Bimtek CSIRT di laksanakan 16-17 November 2023 bertempat di Ruang DLR Kantor Bupati Tanah Bumbu.
Kegiatan di tutup secara resmi oleh Kepala Dinas Kominfo SP Al Husain Mardani di wakili Sekretaris Dinas Kominfo SP Efrin, Jumat (17/11/2023).
BACA JUGA:
Optimalkan Retribusi UPTD Laboratorium, DPLH Balangan Study Banding ke Tanah Bumbu
Bimtek menghadirkan narasumber dari Direktorat Keamanan Siber dan Sandi Sektor Pemerintah Daerah Badan Siber dan Sandi Negara (BSSN), Rizal Damar Sasangka.
Rizal menyampaikan urgensi CISRT dalam menghadapi lonjakan serangan siber yang dapat merusak organisasi pemerintahan.
Dampak serangan tersebut, baik dari segi finansial maupun pelayanan, dapat menjadi ancaman serius.
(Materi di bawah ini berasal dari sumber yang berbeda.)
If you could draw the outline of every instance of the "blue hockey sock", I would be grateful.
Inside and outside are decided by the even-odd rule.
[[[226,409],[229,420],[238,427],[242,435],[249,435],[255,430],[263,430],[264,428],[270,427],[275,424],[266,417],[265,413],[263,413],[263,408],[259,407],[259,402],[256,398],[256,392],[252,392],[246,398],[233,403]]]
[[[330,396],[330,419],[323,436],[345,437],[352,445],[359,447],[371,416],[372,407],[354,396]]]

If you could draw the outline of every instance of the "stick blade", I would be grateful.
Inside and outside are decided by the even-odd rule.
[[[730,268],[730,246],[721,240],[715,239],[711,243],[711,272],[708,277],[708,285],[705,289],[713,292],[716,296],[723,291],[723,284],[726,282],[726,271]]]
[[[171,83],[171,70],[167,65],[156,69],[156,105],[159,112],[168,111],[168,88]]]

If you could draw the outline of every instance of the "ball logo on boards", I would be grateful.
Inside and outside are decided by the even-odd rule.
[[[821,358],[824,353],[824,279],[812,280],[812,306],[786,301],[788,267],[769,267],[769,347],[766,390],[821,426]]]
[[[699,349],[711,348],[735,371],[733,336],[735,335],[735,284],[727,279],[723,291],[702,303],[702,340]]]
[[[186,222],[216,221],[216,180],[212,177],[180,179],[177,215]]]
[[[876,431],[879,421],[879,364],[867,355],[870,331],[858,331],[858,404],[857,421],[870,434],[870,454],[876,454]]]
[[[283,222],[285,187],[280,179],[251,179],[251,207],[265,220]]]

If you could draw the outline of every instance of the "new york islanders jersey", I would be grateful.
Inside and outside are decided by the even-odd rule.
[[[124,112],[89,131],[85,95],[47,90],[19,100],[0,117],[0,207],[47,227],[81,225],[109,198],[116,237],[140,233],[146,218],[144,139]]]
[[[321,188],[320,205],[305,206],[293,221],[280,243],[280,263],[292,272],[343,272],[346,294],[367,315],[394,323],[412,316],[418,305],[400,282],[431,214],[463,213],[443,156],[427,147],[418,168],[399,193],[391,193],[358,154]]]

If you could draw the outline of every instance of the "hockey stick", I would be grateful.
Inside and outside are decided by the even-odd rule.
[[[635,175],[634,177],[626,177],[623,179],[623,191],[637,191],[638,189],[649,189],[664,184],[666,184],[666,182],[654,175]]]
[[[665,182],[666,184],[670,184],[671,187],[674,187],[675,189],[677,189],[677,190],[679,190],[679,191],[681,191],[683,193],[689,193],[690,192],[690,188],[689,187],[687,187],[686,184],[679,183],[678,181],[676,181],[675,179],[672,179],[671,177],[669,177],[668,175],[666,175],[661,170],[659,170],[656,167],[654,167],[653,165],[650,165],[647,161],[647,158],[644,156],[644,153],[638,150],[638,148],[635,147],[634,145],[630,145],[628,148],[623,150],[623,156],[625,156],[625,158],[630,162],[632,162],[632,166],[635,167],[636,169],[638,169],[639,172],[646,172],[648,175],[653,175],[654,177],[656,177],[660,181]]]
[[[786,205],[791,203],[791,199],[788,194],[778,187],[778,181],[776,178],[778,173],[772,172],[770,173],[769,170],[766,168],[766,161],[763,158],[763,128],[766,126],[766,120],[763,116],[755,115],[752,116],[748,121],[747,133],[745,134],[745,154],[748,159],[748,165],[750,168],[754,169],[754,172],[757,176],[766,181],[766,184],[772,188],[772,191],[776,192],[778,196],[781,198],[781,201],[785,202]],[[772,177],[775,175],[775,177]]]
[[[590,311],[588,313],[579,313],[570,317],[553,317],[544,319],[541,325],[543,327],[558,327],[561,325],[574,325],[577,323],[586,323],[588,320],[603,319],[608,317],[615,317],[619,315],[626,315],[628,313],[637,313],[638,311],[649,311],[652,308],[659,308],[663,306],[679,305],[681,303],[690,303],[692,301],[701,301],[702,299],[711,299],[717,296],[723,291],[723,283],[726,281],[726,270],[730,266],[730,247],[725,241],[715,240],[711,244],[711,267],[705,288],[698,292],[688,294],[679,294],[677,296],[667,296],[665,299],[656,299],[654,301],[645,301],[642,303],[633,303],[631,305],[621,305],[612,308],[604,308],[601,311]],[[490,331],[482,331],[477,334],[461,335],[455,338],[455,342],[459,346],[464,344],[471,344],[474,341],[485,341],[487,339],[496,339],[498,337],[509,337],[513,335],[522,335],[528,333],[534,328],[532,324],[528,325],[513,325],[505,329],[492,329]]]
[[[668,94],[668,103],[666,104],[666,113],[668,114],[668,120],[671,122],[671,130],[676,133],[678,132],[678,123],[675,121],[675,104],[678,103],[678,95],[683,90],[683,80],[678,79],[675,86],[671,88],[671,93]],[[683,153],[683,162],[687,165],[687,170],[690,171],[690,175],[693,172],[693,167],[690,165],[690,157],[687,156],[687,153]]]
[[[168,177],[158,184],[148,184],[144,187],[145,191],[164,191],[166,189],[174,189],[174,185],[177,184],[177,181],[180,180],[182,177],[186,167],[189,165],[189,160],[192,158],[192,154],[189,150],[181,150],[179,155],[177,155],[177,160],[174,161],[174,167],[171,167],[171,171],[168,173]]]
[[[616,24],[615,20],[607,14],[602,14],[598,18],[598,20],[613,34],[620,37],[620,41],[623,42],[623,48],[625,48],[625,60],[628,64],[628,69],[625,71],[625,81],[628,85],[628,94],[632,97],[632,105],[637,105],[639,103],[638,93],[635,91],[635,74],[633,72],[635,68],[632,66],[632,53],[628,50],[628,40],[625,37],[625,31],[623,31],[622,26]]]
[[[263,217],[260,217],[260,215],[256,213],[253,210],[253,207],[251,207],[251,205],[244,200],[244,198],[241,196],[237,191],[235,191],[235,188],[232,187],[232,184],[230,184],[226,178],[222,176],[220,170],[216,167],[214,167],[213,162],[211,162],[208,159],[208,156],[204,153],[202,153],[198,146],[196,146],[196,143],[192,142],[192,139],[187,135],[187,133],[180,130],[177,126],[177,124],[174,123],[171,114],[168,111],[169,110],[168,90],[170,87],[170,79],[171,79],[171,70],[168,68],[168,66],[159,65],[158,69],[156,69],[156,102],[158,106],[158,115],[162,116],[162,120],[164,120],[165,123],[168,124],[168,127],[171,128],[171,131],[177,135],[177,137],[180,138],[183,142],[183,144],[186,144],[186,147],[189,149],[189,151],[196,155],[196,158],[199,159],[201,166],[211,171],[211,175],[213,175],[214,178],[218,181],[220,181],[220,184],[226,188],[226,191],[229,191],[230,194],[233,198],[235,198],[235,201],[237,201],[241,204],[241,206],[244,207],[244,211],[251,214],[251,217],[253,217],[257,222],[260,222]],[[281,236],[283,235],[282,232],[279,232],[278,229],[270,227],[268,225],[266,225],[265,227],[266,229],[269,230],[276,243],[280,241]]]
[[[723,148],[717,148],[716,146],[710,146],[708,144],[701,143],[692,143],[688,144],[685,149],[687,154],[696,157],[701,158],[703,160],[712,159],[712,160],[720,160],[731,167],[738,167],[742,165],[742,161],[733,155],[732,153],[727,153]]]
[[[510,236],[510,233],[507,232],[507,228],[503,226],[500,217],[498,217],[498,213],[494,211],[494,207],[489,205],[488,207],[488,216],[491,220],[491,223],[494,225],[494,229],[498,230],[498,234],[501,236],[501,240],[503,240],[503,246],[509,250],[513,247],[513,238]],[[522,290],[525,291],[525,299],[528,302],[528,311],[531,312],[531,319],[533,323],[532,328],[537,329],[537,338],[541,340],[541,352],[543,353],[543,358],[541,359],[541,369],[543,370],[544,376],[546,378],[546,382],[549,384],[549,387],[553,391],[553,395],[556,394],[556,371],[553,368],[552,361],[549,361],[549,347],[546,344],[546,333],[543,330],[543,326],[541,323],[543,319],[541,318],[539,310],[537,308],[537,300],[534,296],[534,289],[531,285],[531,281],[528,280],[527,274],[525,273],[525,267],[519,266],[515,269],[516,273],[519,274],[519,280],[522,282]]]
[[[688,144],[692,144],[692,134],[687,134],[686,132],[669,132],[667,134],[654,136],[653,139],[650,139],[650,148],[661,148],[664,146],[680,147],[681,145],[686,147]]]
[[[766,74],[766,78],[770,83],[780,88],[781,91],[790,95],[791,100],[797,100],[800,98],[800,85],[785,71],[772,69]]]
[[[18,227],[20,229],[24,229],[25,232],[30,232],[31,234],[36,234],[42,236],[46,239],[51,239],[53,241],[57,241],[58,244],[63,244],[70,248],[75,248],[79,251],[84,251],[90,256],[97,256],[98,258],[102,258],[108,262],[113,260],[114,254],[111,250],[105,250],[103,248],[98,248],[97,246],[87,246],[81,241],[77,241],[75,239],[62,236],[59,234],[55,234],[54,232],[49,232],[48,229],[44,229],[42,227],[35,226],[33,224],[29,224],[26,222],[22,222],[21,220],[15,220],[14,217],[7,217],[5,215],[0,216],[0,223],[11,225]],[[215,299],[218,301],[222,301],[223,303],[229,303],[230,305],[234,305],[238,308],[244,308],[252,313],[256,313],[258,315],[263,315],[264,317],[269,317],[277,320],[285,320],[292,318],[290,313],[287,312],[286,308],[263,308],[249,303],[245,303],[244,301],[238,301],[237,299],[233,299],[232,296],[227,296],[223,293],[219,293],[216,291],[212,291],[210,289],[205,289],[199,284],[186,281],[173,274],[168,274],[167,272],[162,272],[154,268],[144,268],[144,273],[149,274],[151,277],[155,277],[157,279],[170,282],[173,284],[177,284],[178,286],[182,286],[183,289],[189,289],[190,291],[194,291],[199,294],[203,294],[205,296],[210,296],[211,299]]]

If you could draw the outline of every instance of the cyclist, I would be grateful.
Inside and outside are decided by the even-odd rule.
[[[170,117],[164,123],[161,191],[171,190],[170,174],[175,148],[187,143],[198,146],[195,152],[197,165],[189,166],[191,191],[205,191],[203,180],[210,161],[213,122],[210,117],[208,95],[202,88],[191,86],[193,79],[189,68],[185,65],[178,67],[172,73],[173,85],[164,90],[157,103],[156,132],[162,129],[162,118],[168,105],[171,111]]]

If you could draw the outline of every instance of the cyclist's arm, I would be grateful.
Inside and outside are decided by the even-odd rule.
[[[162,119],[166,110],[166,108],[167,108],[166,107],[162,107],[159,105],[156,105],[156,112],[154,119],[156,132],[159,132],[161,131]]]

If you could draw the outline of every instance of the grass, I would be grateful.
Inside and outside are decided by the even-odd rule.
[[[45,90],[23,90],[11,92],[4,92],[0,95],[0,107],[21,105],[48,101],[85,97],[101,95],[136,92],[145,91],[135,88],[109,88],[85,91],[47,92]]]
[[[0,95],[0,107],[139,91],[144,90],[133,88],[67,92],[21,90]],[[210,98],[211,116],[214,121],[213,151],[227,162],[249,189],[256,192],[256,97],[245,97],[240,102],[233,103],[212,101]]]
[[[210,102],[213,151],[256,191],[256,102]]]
Ia memberikan contoh melalui potensi kehilangan data rekam medis pasien akibat serangan siber terhadap rumah sakit.
“Ketika suatu rumah sakit di serang dan data rekam medisnya di enkripsi oleh penyerang. Maka data pasien akan hilang dan proses pengobatan pasien dapat terhambat,” ungkap Rizal Damar Sasangka.
Rizal menyebut bahwa lemahnya pengelolaan IT dan kurangnya sarana prasarana menjadi salah satu faktor pemicu serangan.
Untuk itu, Rizal menegaskan pentingnya pembentukan CISRT di setiap organisasi, terutama di lingkup Pemerintah Kabupaten Tanah Bumbu.